Neuromyelitis optica spectrum disorder (NMOSD) is an antibody-mediated autoimmune inflammatory demyelinating disease of the CNS, primarily affecting the optic nerves and spinal cord (4, 5). Thus far, research has shown that NMOSD may be related to AQP4-IgG seropositivity, is associated with various other types of autoimmune diseases, among which pSS is one of the most frequently reported systemic autoimmune diseases associated with NMOSD (6). Approximately 6.5% of NMOSD patients have been found to have comorbid Sjögren’s syndrome (7). Various approaches have been described for the treatment of primary Sjögren's syndrome (pSS) coexisting with neuromyelitis optica spectrum disorder (pSS-NMOSD), including high-dose glucocorticoid pulse therapy, plasma exchange, intravenous immunoglobulin injection (IVIG), and other immunomodulatory agents that are often employed to control inflammation and attenuate neurological symptoms (8). However, these therapies are limited, and are only partially effective in most cases (3). Herein, we present the case of a patient with pSS-NMOSD who benefited from protein A immunoadsorption combined with immunosuppressive treatment.
Case presentation
A 35-year-old female who experienced mouth and eye dryness, right eye blindness, and decreased visual acuity in the left eye was initially diagnosed with pSS and optic neuritis at another hospital in October 2014. The principal abnormal test results were strongly positive for anti-ANA, anti-SSA, and anti-SSB antibodies, while rheumatoid factor (RF) were increased at 38 IU/mL. Levels of immunoglobulins (Ig)A (5.6 g/L), IgG (18.9 g/L), and IgM (2.6 g/L) were all elevated. Additionally, complement component (C)3 and C4 levels were decreased at 0.59 g/L and 0.082 g/L, respectively. The Schirmer test was positive. On admission, the patient had no light perception in her right eye, while visual acuity (VA) of the left eye was only 20/40. The VA of the left eye returned to 20/30 after a 3-day treatment with high-dose intravenous methylprednisolone (IVMP) (500 mg/d) and IVIG (0.4 g/kg/d), but her right eye only showed a little light perception. She was subsequently administered oral prednisone (starting dose 50 mg/d, with a gradual taper) and cyclophosphamide (CTX, 0.4g every two weeks) during the initial attack. Treatment was continued with the same regimen in the outpatient clinic. One month after discharge, the patient reported improvement in the symptoms of dry mouth and eyes. However, there was minimal change in the visual acuity (VA) of both eyes. Over the following six months, the patient’s condition remained stable, with the steroid dosage reduced to 10 mg/day. In September 2015, owing to significant menstrual irregularities, the CTX was adjusted to mycophenolate mofetil (MMF) 1.5g/d. Regrettably, the patient did not attend regular follow-up appointments and had not been taking medications consistently since September 2015.

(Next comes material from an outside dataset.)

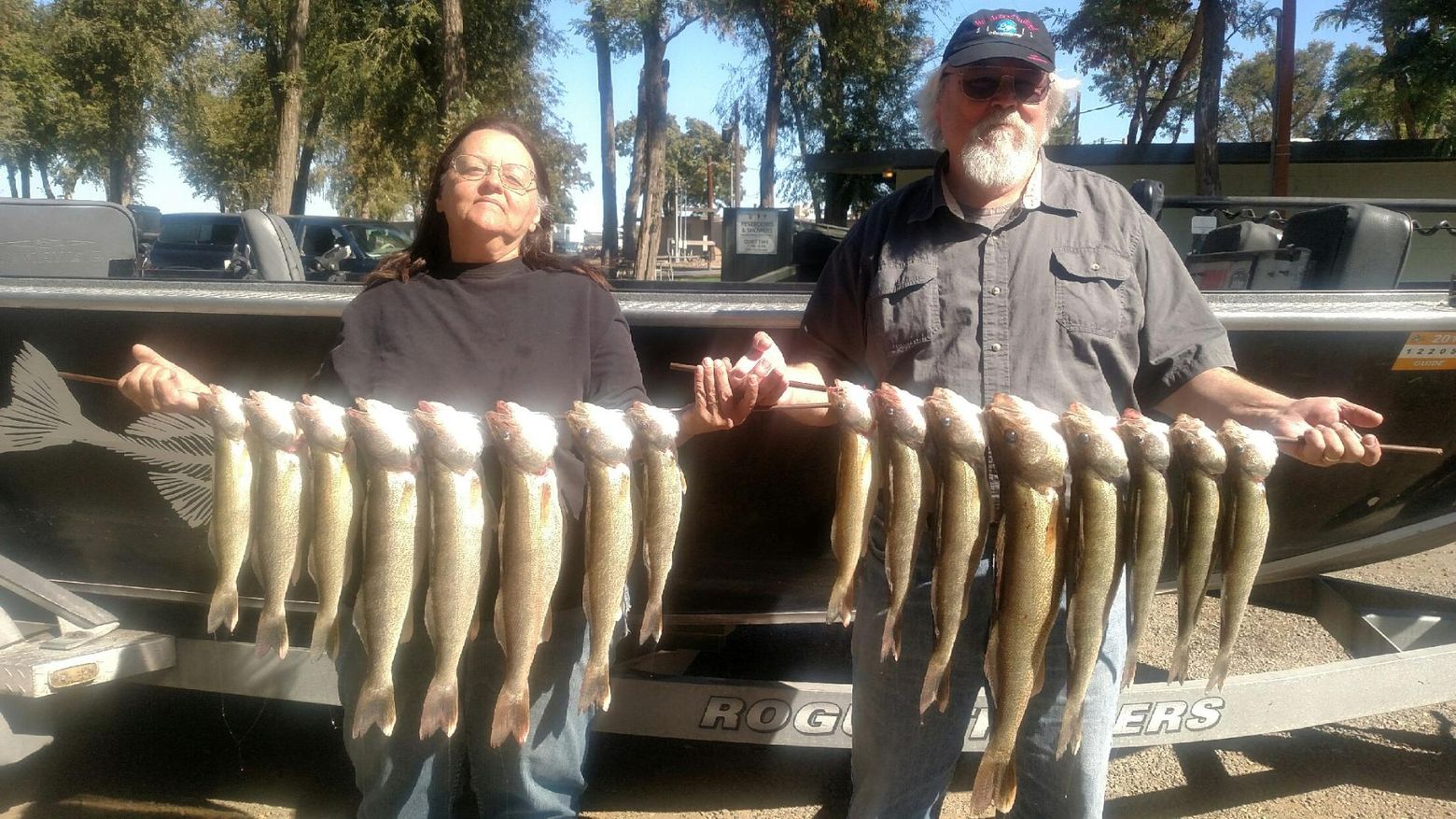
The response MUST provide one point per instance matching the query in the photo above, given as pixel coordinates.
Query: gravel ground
(134, 751)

In March 2016, without any apparent trigger, the patient experienced a sudden onset of weakness in her right lower limb, accompanied by tingling and numbness. She also reported decreased visual acuity in the left eye, and blindness in the right eye. Other symptoms included mouth and eye dryness, dizziness, fatigue, frequent urination, urinary urgency, nocturia (5-6 times per night), and lower back pain. There was no indication of other autoimmune diseases in the patient’s personal or family history, and she denied any history of drug abuse or psychological disorders. The main positive findings on physical examination included the absence of light perception in the right eye and visual acuity of 2 m in the left eye. Muscle strength in both upper limbs was grade 5, that in the left lower limb was grade 5, and that in the right lower limb was grade 3. The pain and temperature sensation below the fourth left thoracic vertebra were also found to have decreased. Her EDSS score was six. Figure 1A shows the patient’ treatment regimen from the onset of the condition until the end of the follow-up period.
Figure 1 The treatment regimen for the patient, from the onset of the condition until the end of the follow-up period, is shown at different time points (A). Histopathology of labial gland biopsy (B). The changes in serum AQP4-IgG levels performed by cell-based assay before and after immunoadsorption treatment (C, D). *GC, Glucocorticoid; CTX, Cyclophosphamide; MMF,Mycophenolate mofetil; VA,visual acuity. IVIG, intravenous immunoglobulin; MP, methylprednisolone;IA,immunoadsorption.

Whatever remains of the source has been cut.